Divergence of a vector field, going through the math [closed]

Question

The example I'm working on has this given identity: $\bigtriangledown \cdot \mathbf{\bar{r}}=3$.

The question is: find the divergence of a vector field $\bar{\mathbf{E}}=\frac{\mathbf{r}}{r^{3}}$.

So, using the product rule relationship, i arrange it as such:

$\bigtriangledown \cdot (\psi \bar{\mathbf{E}})=(\bigtriangledown \psi) \cdot E + \psi (\bigtriangledown \cdot \bar{\mathbf{E}})$

as then substitute in:

$\bigtriangledown \cdot (\psi \frac{\mathbf{\bar{r}}}{r^{3}})=(\bigtriangledown \psi) \cdot \frac{\mathbf{\bar{r}}}{r^{3}} + \psi (\bigtriangledown \cdot \frac{\mathbf{\bar{r}}}{r^{3}})$

I can then do $\bigtriangledown \cdot \frac{\mathbf{\bar{r}}}{r^{3}}$ to $\frac{-3}{r^{4}}$ by differentiation, (i think this is wrong)
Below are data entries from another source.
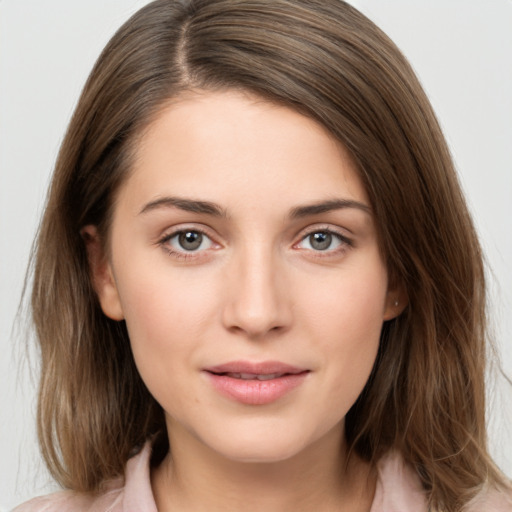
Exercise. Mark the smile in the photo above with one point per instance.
(255, 383)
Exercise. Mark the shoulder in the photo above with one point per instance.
(491, 500)
(69, 501)
(399, 489)
(125, 494)
(398, 486)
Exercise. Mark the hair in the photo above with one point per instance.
(425, 396)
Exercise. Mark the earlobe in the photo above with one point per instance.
(102, 277)
(396, 301)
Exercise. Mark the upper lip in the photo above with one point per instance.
(256, 368)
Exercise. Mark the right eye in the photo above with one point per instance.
(187, 241)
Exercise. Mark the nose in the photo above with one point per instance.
(257, 298)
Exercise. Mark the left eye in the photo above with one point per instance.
(321, 241)
(189, 241)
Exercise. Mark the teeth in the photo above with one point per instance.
(253, 376)
(269, 376)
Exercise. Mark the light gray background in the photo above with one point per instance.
(462, 51)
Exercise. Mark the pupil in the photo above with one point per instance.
(320, 241)
(190, 240)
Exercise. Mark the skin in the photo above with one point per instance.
(257, 289)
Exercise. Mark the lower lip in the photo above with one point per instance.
(256, 392)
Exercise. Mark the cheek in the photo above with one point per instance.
(166, 314)
(346, 321)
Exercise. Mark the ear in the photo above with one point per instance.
(396, 301)
(101, 274)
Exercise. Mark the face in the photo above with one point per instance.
(244, 260)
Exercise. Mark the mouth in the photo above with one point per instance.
(255, 383)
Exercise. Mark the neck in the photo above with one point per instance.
(320, 478)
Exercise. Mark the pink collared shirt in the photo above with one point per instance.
(398, 490)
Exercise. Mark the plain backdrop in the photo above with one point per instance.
(462, 51)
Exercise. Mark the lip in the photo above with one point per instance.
(255, 392)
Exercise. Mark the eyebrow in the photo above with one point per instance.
(209, 208)
(189, 205)
(327, 206)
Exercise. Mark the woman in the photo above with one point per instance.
(257, 283)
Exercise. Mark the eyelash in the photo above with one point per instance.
(183, 255)
(344, 243)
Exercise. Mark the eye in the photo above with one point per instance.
(323, 241)
(188, 241)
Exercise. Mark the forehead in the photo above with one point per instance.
(227, 145)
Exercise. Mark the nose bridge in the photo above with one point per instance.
(257, 300)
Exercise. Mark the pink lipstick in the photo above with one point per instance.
(255, 383)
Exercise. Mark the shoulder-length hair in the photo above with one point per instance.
(426, 395)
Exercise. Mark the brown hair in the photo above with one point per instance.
(323, 58)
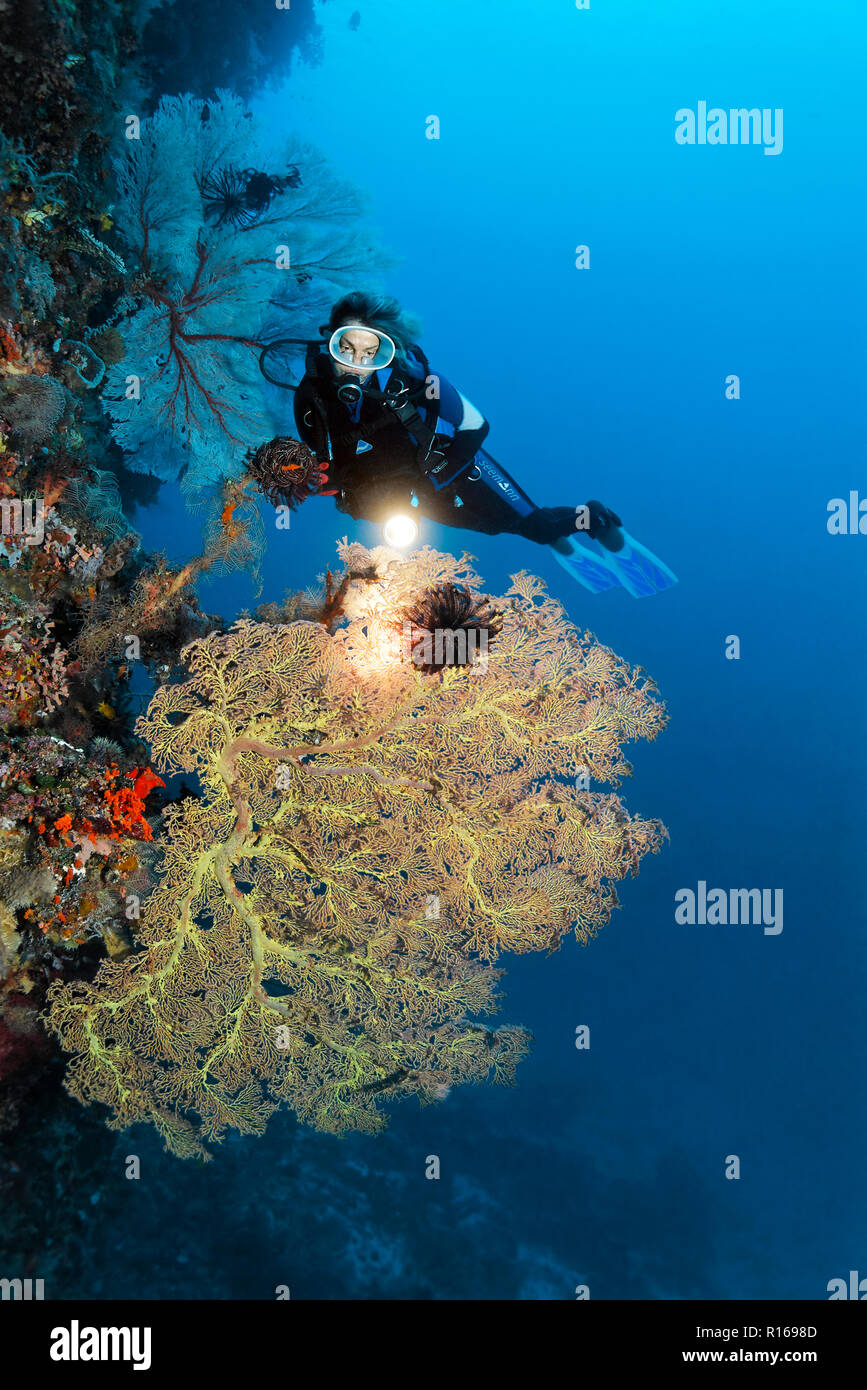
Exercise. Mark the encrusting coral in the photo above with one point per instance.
(370, 837)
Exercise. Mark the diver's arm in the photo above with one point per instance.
(470, 426)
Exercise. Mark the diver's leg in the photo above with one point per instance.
(492, 514)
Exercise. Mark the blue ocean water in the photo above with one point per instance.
(607, 1166)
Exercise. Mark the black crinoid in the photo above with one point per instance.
(241, 196)
(285, 470)
(448, 626)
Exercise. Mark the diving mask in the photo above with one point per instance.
(359, 352)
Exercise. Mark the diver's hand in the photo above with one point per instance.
(603, 526)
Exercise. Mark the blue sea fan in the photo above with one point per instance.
(188, 399)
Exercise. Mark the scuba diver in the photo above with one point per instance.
(391, 435)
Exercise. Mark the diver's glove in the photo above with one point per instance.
(605, 526)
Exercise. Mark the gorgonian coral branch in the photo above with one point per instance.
(370, 838)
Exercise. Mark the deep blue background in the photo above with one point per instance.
(557, 128)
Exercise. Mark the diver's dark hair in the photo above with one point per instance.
(377, 312)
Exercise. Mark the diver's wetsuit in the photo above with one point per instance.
(470, 492)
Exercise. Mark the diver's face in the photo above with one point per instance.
(357, 348)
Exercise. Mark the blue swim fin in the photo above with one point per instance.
(634, 567)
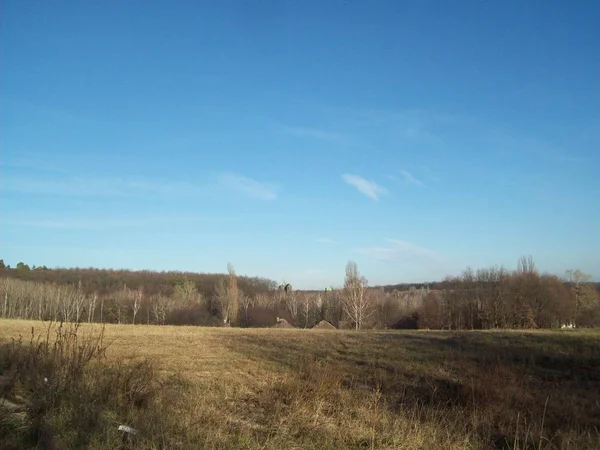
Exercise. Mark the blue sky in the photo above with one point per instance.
(413, 137)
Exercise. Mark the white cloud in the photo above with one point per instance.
(325, 241)
(366, 187)
(248, 186)
(313, 133)
(402, 251)
(410, 178)
(99, 222)
(99, 187)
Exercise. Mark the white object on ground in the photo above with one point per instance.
(127, 429)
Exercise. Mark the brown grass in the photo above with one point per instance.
(291, 388)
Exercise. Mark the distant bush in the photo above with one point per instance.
(64, 394)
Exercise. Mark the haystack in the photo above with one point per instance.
(282, 323)
(324, 325)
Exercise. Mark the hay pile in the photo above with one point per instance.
(324, 325)
(282, 323)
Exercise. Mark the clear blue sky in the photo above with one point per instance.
(414, 137)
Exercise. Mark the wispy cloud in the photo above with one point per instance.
(248, 187)
(99, 187)
(364, 186)
(99, 222)
(128, 187)
(312, 133)
(325, 241)
(401, 251)
(410, 178)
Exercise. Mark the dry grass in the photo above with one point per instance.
(289, 388)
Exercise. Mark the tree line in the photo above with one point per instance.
(477, 299)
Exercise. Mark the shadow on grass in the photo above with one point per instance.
(501, 382)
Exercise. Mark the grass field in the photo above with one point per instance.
(288, 388)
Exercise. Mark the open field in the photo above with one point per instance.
(288, 388)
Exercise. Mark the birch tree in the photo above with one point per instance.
(355, 299)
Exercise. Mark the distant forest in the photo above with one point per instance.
(492, 298)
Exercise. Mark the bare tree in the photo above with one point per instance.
(137, 303)
(92, 306)
(245, 302)
(356, 301)
(227, 296)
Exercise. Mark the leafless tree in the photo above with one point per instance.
(227, 296)
(356, 302)
(137, 303)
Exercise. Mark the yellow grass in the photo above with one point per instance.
(287, 388)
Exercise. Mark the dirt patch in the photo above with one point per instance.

And using the given relationship $\bigtriangledown \mathbf{\bar{r}}=3$

I can re-write as: $\bigtriangledown \cdot ( \frac{\mathbf{\bar{r}}}{r^{3}})=\frac{3}{r^{3}}-\frac{3}{r^{4}}$

This is where i'm a little lost, I have the list of solutions, and the solution is 0

I can see its there is something mathematically wrong I have done to get $\frac{1}{r^4}$ instead of what i presume should be $\frac{1}{r^3}$, but really cant find out what it is.

Answer 1

In your decompositon you have

$$ \psi = 1/r^3$$

and

$$ \vec{E} = \vec{r} \, .$$

Then, as you wrote,

$$ \vec{\nabla} \cdot \left(\vec{r} \frac{1}{r^3}\right) = \vec{\nabla}\psi \cdot \vec{r} + \psi \vec{\nabla}\cdot \vec{r} \, .$$

Insert

$$ \vec{\nabla} \psi = -\frac{3}{r^5} \vec{r}$$

and

$$\vec{\nabla} \cdot \vec{r} = 3$$

and you are done.

Note that this is only true for $r\neq 0$. The full answer is

$$\vec{\nabla} \left(\frac{r}{r^3}\right) = 4\pi\delta(\vec{r}) \, .$$

Indeed, if you ignore the fact that $\vec{\nabla} \left(\frac{r}{r^3}\right) =0$ and take the volume integral (which contains the origin $\vec{r}=0$!) over a sphere of volume $R$:

$$ \int \text{dr}^3 \vec{\nabla} \left(\frac{r}{r^3}\right) \, ,$$

you can use gauss's law and convert this to an intereal over the surface of the sphere

$$ \int \frac{r}{r^3} \cdot \vec{dS} = 4 \pi R^2 \, \frac{R}{R^3} = 4 \pi \neq 0 \, .$$

We see that the integral over a finite volume of a function that is zero everywhere except at $\vec{r}=0$ gives a finite answer. This means that $\vec{\nabla} \left(\frac{r}{r^3}\right)$ is infinite at the origin.